IG Kraftwerk Mitte träumt von kreativem Zentrum im Zentrum

· 06.08.2010 · 4 Kommentare

Gut, dass es Blogger gibt!

Denn ohne funktionierenden Flurfunk imhttp://konzeptspeicher.de/wp-admin/post.php?action=edit&post=710&message=1 Netz würden wir wahrscheinlich nur in der Kneipe übertragende Gerüchte über Hintergründe zur IG Kraftwerk Mitte kennen und wüste Geschichten machten ihre Runde durch die Dresdner Thekenlandschaft.

„Die wollen da kostenlose Galerien“, „Da soll sowas mit Medien und Kultur hin“ und solche Sätze flögen durch die Luft. Und beleidigte Leberwürste würden sich ausgeschlossen fühlen, da sie nicht von Beginn an eingeladen waren und …. ach war das manchmal ätzend früher… Wirklich , alles war bestimmt nicht besser!

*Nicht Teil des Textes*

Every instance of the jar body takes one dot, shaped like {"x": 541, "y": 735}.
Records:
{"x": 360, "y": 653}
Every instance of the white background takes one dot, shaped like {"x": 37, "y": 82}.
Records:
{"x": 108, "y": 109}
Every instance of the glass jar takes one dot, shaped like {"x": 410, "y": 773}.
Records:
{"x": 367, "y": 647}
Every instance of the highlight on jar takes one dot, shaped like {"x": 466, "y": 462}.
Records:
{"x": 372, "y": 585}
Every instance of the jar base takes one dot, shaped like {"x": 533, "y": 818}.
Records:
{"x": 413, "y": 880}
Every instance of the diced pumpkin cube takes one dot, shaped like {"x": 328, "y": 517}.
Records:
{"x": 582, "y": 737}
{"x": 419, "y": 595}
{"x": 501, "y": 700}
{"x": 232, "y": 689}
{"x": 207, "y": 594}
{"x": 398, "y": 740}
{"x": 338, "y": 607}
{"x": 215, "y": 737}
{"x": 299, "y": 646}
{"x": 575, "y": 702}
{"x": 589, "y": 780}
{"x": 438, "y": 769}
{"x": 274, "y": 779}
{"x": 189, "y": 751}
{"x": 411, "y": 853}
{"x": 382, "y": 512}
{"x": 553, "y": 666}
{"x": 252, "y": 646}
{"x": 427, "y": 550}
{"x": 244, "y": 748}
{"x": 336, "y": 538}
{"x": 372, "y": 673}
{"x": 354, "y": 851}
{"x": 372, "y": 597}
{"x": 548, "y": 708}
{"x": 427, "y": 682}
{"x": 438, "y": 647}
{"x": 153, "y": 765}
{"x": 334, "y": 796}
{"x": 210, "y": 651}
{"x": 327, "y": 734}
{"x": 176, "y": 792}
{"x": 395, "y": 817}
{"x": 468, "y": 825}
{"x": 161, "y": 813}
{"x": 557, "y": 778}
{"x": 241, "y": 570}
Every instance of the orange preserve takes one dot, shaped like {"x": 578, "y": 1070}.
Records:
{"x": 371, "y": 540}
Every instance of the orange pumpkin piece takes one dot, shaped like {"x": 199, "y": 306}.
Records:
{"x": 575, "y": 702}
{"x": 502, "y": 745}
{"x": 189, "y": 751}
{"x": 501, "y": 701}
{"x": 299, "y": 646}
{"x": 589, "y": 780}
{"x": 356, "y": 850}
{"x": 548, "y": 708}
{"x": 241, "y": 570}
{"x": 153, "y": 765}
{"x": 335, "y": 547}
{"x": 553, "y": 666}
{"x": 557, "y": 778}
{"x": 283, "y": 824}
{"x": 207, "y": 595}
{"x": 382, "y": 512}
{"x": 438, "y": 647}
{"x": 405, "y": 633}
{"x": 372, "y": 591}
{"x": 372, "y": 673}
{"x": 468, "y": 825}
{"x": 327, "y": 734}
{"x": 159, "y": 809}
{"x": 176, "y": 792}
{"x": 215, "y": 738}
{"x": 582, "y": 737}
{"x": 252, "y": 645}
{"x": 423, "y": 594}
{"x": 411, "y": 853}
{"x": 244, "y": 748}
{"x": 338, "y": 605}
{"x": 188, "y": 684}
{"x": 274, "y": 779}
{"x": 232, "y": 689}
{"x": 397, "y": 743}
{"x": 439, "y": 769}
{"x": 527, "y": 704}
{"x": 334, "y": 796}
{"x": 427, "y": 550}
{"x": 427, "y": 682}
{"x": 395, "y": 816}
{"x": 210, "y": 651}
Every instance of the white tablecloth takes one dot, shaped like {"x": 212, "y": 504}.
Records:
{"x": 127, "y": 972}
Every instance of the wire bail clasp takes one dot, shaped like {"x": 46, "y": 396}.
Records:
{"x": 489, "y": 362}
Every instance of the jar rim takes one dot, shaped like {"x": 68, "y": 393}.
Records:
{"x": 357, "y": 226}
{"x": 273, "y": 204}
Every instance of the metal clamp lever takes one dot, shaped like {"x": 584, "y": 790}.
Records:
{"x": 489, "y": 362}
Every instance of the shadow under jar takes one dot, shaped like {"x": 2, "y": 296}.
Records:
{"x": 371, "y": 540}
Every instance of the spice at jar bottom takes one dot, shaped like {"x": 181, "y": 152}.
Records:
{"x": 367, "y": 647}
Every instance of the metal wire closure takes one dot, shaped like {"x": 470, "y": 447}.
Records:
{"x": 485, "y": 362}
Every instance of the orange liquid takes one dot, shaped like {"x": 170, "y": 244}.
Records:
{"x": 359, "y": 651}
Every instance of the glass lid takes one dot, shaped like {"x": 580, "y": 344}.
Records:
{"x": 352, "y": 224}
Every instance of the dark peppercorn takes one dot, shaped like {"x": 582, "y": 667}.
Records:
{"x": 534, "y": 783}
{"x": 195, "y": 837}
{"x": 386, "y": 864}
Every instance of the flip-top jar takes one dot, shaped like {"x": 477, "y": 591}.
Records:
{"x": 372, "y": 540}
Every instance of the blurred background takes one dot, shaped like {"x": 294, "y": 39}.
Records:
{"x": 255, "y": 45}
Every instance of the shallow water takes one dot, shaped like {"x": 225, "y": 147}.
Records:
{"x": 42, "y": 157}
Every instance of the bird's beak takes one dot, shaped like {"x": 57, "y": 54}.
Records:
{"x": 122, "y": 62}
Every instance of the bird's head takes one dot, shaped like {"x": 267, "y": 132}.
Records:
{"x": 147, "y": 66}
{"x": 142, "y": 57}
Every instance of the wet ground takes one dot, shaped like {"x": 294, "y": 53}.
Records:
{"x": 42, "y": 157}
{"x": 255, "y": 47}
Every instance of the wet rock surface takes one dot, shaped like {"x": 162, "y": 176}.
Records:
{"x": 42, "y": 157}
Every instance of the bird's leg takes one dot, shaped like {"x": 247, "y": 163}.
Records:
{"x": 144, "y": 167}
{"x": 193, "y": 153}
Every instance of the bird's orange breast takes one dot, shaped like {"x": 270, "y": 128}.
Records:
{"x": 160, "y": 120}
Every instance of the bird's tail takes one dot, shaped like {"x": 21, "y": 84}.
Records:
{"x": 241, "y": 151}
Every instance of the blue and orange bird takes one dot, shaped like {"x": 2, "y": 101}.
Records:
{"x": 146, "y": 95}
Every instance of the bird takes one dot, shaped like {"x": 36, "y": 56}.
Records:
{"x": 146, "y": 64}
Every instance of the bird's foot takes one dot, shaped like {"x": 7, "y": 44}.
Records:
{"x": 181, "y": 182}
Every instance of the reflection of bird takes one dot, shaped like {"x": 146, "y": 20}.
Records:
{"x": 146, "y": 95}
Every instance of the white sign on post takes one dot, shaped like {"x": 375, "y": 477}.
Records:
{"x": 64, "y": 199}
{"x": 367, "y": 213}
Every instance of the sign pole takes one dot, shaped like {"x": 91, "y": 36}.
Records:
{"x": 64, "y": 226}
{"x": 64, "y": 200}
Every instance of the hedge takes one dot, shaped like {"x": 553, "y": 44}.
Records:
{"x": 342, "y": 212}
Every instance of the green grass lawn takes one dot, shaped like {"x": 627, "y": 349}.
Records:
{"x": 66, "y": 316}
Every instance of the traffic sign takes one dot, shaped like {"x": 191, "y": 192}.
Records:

So aber beliefert uns Peter mit Fakten und sogar einem Videointerview und überhaupt kann jetzt jeder seine Gedanken zu der Idee öffentlich beitragen.

Das will ich auch tun, auch wenn ich (aus Zeitgründen) hier an dieser Stelle mal nur ein, zwei kleine Dinge loswerden kann.

Kurze Statements

Ich stehe zu 100% hinter der Idee, das Kraftwerk Mitte auch als Zentrum für mittelständische Unternehmen aus der Kreativwirtschaft zu nutzen und sehe darin die einmalige Chance, zwei Fliegen mit einer Klappe zu schlagen. Nämlich zum einen eine räumliche Vernetzung der Kreativbranche (durch Ansiedlung und Konferenzräume) und (vor allem) die Aufwertung der Innenstadt!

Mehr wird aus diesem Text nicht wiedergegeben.